Ela, carinhosa e dependente, chegou-se a mim, tocou-me nas costas, puxou-me
pelo pescoço e ali, na varanda, nua e completa, ofereceu-me a boca que beijei
intensamente. Um beijo é um mistério que procuro interpretar a cada instante.
Somente a intensidade do ato me revela suas nuances mais sutis. Certa vez,
junto a uma mulher que nem sabia o nome, num momento de desejo pronunciado,
beijei-lhe com estrépito e mordisquei-lhe os lábios inferiores. Passei a língua
por entre os lábios e as gengivas e ela gemeu de prazer. A partir desse dia,
percebi o quão interessante e revelador pode ser um beijo bem elaborado.
Eu
já podia ouvir o casal da TV discutindo a bom som, barulhos de tapas e safanões
percorrendo o quarto. Ele foi embora e bateu a porta vigorosamente. Eu me
permitia pensar como se fosse o protagonista daquela cena, excluindo obviamente
as agressões físicas que eles trocavam, porque penso que uma mulher deve ser
respeitada a cada momento. Mesmo que as discussões se desenrolem doloridas,
áridas e severas, o respeito à outra parte deve se fazer presente sob pena de
esfriarmos as fibras de nosso ser com o embrutecimento do espírito e a
deturpação moral. Amália era a mesma mulher doce e atraente de sempre. O que
havia mudado era meu eu. Eu já a conhecia como a mim mesmo, e por alguma razão
isso me incomodava. O que eu conhecia me causava medo e apreensão. Não entendia
o motivo disso por mais que me esforçasse para me analisar. Preciso de um
analista, pensava eu, tomando um gole do champanhe que já rolava quente pela
garganta. A mansidão do mar não permite que os perigos se mostrem audazes. As
tempestades não se fazem nas marolas. E meu espírito precisava da tormenta para
que algo acontecesse. A metamorfose humana acontece nas situações tempestuosas
e comigo não parecia ser diferente.
Amália
havia voltado para a cama e sorvia goles infinitos de água mineral. Estava
falando consigo mesma, numa intensidade que eu ouvia da varanda.
-
Calma, sua esfomeada.
-
Esfomeada não porque não estou comendo nada, estou bebendo...
Eu
sorria com pena de mim mesmo e com pena dela. Ela não merecia a separação. Seus
olhinhos brilhavam de felicidade perto de mim. Até seus cabelos esvoaçavam com
mais beleza por conta da sua alegria. Eu a via nua, seios perfeitos, quadris
desenhados cuidadosamente. As nádegas, grandes, tinham uma curvatura suave e
perfeita. Percebi um fio de cabelo colado pelo suor em sua bunda. Ela estava
feliz à minha espera para celebrarmos nosso amor novamente. Tomei o restante da
taça, olhei novamente a cidade e entrei. Joguei uma água no rosto, mirei-me no
espelho e voltei para a cama. Como um cão faminto pulei sobre Amália e procurei
esquecer aquela loucura que eu acalentava idiotamente. Beijei-lhe com sofreguidão
enquanto olhava em seus olhos entreabertos. Procurei seus seios que palmilhei
com a língua, milímetro por milímetro. Sentia o cheiro da sua pele. Invadi-lhe
com fome de amor. Os movimentos logo se tornaram evidentes e audíveis. Ficamos
nos olhando durante todo o ato. Cariciei-lhe os cabelos e cheirava-os,
acuradamente. Mudamos de posição e passamos a espancar nossos corpos de quatro.

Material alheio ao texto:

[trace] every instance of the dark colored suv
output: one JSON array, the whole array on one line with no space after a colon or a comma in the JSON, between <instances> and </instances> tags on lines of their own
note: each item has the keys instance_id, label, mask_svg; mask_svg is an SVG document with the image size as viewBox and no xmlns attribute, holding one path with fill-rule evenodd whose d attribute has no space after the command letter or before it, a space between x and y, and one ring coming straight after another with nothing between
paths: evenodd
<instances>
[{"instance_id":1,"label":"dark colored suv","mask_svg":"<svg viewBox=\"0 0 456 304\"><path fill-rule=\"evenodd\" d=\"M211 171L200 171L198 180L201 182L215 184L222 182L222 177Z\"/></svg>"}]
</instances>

Amália gemia e chorava de prazer implorando-me mais um orgasmo. Explodi por fim
enquanto ela gozava mais uma vez. Estendeu-se na cama e eu caí ao seu lado
exausto, satisfeito. Ela começou a me jurar amor eterno e me pedir para nunca
abandoná-la. Como que num turbilhão, a velha idéia de deixá-la voltou a tomar
parte de meus pensamentos. Ela me acariciava o peito, me beijava o rosto. Seu
corpo nu era algo suavemente belo. Suas ancas perfeitas estavam avermelhadas
pelo impacto repetitivo no meu quadril. Eu simplesmente não tinha coragem de
dizer-lhe o que pensava.
Fico
até hoje tentando pactuar certos pensamentos com certos sentimentos. Curioso
como pode duas vertentes tão íntimas e irmãs se divergirem tanto dentro de um
mesmo coração. Sentimento e razão realmente são irmãos, mas quando se
desentendem destroem vidas e lares. Amália nunca havia me enganado. Amava-me de
fato. O problema é que eu não podia mais estar com ela embora a amasse como a
mim mesmo.
Rodei
os canais no controle remoto procurando algum programa que não sabia qual. A
cena do casal se separando havia me impressionado sobremaneira. Amália estava
deitada de lado, ancas expostas, seios a mostra e me olhava com uma alegria
inexplicável. Eu procurava não demonstrar que eu percebia o que dizia aquele
olhar confidente. Achei finalmente um programa sobre a vida e obra de Antonio
Vivaldi. Ao fundo tocava uma de suas obras mais famosas: As quatro estações.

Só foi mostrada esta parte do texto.